Le monologue du maître de français
O rage ! ô désespoir ! ô vile pandémie !
N’ai-je donc tant vécu que pour cette infamie ?
Et ne me suis-je au cours de ma carrière instruit
Que pour voir en un jour tous mes efforts détruits ?
Mes cours qu’avec respect tout le gymnase admire
Cours qui sur les esprits exercent leur empire,
Discours enthousiasmants ensorcelants laïus,
Me trahissent à l’heure où triomphe un virus.
Nouvelle épidémie à mon emploi fatale,
Le savoir écrasé par l’infection virale !
Les élèves muets dans des lieux isolés
Apparaissent sur Zoom le regard désolé
Les cheveux en bataille et la mine effarée
Cherchant à retrouver leur conscience égarée.

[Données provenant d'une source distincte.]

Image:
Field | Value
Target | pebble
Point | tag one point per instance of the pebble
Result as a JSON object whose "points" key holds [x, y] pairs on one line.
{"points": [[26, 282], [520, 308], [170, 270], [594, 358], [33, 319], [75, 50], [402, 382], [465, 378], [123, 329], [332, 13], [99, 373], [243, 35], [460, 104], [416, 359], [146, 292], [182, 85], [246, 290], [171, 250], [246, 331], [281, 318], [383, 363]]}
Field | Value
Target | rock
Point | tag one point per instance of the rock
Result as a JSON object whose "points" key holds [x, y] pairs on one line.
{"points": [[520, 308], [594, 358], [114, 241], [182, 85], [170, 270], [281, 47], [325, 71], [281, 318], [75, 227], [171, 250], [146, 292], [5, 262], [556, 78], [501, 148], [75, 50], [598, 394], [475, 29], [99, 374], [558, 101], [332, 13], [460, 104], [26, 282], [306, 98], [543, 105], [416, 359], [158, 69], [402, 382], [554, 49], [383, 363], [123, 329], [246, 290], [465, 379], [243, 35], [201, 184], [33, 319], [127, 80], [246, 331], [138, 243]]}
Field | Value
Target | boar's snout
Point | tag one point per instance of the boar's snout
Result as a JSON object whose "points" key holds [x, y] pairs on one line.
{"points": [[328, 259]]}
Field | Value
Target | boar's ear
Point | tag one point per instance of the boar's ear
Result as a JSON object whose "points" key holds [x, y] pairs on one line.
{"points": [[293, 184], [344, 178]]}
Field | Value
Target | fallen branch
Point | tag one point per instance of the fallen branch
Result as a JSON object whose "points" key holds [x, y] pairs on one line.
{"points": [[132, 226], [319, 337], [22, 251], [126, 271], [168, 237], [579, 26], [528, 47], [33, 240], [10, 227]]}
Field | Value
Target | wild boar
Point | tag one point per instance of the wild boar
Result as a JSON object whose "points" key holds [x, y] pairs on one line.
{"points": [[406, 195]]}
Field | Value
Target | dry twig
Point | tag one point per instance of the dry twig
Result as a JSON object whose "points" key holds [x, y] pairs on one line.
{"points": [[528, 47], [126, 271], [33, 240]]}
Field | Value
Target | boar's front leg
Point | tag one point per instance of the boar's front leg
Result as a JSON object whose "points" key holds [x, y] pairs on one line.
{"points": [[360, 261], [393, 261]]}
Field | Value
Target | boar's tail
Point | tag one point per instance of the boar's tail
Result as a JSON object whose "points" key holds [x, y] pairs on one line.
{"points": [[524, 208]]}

Et moi dans mon logis confiné sans espoir
Nostalgique du temps où l’Auguste Piccard
Accueillait ses troupeaux d’euphoriques élèves
J’attends que du combat l’on décrète la trêve.
Éloigné désormais de mes frères humains
Héros vaincu je crois aux glorieux lendemains
Et m’amuse parfois en baillant aux corneilles
Sans gêne à parodier le style de Corneille.